Il y a eu une augmentation relative du salaire de base mais surtout de la valeur de l’action, elle-même liée aux objectifs à long terme du manager.
Cela donne quand même le sentiment qu’il n’y a plus aucune limite…
Ce ratio a atteint le même niveau qu’au début des années 2000. Avec une différence essentielle: à l’époque, les rémunérations élevées des PDG étaient principalement liées à des objectifs qui devaient être atteints au moment du paiement, et moins à des conditions à long terme. Tandis que l’augmentation de la rémunération des PDG constatée au cours des dernières années est en partie due au fait que la partie variable est à présent liée à des objectifs à long terme. En clair, si une partie variable de la rémunération du PDG est liée à une condition qui doit se matérialiser quatre ou cinq ans plus tard et que cet objectif est effectivement atteint, le patron recevra la prime supplémentaire promise. On peut donc dire qu’il y a eu une augmentation relative du salaire de base mais surtout de la valeur de l’action, qui est elle-même liée aux objectifs à long terme du manager.

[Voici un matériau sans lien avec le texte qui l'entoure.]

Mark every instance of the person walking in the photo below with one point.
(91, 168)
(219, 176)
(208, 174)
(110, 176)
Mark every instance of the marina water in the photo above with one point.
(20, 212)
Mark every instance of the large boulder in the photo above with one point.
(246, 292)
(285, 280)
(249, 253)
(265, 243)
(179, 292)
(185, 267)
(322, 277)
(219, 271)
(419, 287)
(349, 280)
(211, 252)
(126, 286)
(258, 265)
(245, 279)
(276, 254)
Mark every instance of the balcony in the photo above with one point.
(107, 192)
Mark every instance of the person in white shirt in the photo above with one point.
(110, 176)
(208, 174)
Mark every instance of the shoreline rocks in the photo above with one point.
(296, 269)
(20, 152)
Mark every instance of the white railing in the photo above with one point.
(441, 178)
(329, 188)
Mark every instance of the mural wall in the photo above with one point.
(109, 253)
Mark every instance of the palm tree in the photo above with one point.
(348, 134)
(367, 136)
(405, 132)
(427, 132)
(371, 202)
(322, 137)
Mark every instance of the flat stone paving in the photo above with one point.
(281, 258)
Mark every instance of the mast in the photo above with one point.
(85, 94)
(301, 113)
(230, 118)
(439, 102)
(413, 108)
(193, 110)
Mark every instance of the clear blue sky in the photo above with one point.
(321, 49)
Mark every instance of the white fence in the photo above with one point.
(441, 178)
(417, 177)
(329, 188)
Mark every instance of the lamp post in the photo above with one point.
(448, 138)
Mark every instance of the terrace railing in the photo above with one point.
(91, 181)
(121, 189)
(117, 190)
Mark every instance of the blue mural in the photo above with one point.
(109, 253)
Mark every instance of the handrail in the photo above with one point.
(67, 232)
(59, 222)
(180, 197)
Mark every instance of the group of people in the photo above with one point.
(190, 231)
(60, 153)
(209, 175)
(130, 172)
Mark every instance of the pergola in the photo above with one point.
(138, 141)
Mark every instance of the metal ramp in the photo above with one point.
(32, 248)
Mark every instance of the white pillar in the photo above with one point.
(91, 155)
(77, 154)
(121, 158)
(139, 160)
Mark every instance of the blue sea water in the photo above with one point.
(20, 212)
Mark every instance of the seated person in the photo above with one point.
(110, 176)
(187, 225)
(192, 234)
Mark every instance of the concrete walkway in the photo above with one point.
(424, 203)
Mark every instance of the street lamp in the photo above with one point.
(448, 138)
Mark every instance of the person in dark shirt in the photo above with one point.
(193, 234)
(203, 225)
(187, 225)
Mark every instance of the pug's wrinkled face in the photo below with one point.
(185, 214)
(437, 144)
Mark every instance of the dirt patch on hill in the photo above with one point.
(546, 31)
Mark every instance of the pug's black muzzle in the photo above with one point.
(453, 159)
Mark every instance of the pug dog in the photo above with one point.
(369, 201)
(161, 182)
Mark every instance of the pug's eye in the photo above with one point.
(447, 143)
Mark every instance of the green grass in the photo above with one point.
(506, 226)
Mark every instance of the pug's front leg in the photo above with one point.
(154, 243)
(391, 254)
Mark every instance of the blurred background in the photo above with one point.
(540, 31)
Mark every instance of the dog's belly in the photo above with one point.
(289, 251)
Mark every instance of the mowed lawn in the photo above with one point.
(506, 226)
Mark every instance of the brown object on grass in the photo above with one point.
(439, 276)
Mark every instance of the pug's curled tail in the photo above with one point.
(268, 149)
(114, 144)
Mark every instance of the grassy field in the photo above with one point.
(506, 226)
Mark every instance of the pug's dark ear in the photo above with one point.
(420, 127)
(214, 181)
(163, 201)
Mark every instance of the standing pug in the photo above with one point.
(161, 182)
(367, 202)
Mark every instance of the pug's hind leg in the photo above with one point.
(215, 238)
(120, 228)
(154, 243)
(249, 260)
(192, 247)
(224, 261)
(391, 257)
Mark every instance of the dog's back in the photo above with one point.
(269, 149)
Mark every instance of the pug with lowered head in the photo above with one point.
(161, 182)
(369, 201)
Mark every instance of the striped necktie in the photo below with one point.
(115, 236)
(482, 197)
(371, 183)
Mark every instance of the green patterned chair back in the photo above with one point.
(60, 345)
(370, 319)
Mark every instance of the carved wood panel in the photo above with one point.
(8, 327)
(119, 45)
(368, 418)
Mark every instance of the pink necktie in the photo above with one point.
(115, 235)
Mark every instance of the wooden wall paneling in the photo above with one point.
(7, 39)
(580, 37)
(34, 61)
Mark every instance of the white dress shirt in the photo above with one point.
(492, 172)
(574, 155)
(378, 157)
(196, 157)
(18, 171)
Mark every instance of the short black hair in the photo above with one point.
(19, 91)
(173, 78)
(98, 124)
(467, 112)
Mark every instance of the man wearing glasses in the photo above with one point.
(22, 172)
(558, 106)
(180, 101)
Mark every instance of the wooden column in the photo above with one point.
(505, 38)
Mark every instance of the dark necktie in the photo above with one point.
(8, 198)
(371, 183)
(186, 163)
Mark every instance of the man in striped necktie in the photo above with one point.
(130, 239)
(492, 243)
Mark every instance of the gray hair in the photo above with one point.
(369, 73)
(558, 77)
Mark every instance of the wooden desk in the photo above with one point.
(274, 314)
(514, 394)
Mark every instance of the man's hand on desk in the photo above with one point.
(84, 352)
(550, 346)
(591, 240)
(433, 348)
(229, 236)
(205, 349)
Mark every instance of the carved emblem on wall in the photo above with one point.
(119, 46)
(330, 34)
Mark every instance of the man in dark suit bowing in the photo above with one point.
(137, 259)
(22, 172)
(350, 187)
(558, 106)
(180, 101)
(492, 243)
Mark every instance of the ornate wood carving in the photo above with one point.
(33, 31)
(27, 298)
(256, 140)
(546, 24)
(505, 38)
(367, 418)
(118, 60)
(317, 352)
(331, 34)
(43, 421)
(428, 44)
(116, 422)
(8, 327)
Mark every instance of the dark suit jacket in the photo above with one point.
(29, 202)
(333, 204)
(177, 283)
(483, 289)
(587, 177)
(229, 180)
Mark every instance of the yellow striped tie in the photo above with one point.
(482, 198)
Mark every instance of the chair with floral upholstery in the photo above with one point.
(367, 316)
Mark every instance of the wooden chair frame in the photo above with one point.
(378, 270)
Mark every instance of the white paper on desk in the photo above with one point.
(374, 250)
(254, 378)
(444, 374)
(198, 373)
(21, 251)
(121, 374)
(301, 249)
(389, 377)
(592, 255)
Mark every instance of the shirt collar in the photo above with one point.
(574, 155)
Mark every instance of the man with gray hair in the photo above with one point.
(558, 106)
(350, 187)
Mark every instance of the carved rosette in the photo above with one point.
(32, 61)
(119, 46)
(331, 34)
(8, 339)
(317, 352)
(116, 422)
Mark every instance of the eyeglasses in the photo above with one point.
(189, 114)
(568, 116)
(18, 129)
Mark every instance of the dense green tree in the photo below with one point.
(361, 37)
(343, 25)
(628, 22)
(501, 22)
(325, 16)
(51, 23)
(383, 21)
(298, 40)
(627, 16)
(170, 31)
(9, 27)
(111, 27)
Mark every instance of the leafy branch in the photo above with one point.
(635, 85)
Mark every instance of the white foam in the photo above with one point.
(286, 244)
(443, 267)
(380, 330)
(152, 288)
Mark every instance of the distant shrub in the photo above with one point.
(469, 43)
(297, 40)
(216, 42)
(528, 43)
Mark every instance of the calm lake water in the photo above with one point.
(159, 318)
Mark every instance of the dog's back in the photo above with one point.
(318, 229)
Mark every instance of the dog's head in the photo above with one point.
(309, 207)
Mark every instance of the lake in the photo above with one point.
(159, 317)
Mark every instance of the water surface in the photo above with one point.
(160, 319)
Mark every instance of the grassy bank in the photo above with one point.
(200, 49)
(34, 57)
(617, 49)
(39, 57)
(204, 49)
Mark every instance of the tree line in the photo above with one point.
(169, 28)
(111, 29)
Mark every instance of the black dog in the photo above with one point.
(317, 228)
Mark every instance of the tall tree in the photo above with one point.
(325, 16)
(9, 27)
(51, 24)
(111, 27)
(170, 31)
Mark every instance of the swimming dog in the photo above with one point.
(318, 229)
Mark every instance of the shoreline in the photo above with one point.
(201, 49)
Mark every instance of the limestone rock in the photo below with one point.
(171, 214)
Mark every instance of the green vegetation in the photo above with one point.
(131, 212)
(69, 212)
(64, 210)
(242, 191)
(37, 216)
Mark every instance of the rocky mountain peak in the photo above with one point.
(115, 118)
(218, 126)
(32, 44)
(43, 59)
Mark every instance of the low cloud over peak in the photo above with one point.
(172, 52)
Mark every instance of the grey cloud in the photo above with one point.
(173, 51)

Ne devrait-on pas envisager qu’un patron ne puisse pas gagner plus de « x » fois le salaire moyen de ses employés?
Si les salaires sont davantage liés aux objectifs à long terme des entreprises, il est plus intéressant de travailler sur la formule qu’on utilise pour les calculer. Il faut que ce soit clair, transparent et que tout le monde puisse savoir sur quelle base le CEO a été évalué. Cela dit, l’un des indicateurs pourrait être le bien-être des travailleurs. Ce que je veux dire, c’est que même si je considère qu’un tel écart de salaire n’est pas correct sur le plan éthique, il vaut mieux tabler sur une formule de rémunération des patrons corrélée avec des objectifs à long terme pour la société, pas seulement pour les actionnaires.